Employee Bonus Etiquette

The idea of the Holiday Bonus dates back to the 1800’s. During that period actual gifts were given to employees; it was not until the 1920’s that these gifts shifted to the coveted bonus check. This tradition was originally started by many banks, the first being JP Morgan who reportedly gave his employees an entire year’s salary as a holiday bonus.

The first step to giving bonuses is to decide if you are giving a holiday bonus and/or a year-end bonus. A holiday bonus is typically a monetary or non-monetary gift given as a present for your employees, while a year end bonus is strictly based on employee performance.

When giving a proper holiday bonus it is important to keep a few things in mind. First and foremost, if giving a true holiday bonus out of your gratitude, take the time to make it personal. Taking the time to attach a handwritten note to the gift shows your appreciation. Secondly, if it is a monetary gift, think of the timing — giving the gift earlier rather than later allows employees to offset holiday expenses.

For a year-end bonus, strictly based on employee performance, it is necessary to plan for evaluations for all employees. Setting a metric system for this evaluation process is the most important part. Here at I & O Medical Centers we evaluate on knowledge of job, policy adherence, interpersonal relationships/ cooperation/commitment, attendance, and quality of work. After evaluations are completed, it is pertinent to sit down with each employee and have a constructive conversations about their results, including professional strengths and weaknesses. At the time of review, year-end bonuses should be discussed with them.

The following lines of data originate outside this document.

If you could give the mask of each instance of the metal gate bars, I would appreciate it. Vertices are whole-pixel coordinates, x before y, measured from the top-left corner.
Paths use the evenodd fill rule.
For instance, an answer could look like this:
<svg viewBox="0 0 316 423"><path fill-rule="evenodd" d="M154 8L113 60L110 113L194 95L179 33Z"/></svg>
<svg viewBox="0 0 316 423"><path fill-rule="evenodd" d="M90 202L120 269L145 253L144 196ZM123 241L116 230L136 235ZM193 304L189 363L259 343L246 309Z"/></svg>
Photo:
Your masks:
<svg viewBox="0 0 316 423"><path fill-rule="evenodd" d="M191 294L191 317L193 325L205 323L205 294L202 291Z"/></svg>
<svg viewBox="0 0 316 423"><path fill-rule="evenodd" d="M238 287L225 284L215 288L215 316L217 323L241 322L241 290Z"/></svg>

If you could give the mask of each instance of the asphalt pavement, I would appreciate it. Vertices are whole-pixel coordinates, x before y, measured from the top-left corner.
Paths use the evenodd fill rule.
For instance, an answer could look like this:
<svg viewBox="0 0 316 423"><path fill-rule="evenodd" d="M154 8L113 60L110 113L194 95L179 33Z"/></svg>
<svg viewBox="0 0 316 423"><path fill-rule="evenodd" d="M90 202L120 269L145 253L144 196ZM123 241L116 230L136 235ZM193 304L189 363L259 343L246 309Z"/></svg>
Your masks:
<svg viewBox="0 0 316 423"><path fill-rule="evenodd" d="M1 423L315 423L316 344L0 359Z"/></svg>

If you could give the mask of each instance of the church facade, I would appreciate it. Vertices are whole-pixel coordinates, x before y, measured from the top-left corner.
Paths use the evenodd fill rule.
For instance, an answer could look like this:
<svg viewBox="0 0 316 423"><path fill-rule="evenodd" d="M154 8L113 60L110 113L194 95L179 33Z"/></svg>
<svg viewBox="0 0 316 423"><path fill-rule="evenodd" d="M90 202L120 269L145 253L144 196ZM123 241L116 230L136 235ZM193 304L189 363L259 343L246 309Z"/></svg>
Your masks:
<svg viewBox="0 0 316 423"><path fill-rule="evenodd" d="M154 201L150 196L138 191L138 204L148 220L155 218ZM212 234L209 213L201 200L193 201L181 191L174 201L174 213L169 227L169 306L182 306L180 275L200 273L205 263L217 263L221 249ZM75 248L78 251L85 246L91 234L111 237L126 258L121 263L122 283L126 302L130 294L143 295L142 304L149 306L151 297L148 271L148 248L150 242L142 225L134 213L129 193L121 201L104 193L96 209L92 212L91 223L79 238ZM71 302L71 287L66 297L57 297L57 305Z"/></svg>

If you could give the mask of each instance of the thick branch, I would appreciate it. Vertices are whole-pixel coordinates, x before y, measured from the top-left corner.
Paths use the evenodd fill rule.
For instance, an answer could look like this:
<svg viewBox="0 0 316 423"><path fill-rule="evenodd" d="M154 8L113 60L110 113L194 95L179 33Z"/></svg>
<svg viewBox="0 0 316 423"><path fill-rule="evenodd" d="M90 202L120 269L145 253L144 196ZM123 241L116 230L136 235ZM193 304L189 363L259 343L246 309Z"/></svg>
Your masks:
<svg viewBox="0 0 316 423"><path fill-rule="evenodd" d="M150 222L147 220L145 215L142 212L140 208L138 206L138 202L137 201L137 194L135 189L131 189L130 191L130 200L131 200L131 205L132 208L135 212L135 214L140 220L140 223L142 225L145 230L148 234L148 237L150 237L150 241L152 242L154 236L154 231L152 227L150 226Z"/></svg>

During the holiday season there is much workplace chatter about holiday bonuses. When giving bonuses this holiday season it is imperative to properly choose the type of bonus and execute in a personalized manner. During this time of year employers must invest time and appreciation into your employees who daily invest their lives into your company.

“The way your employees feel is the way your customers will feel. And if your employees don’t feel valued, neither will your customers.” – Sybil F. Stershic, Taking Care of the People Who Matter Most: A Guide to Employee-Customer Care.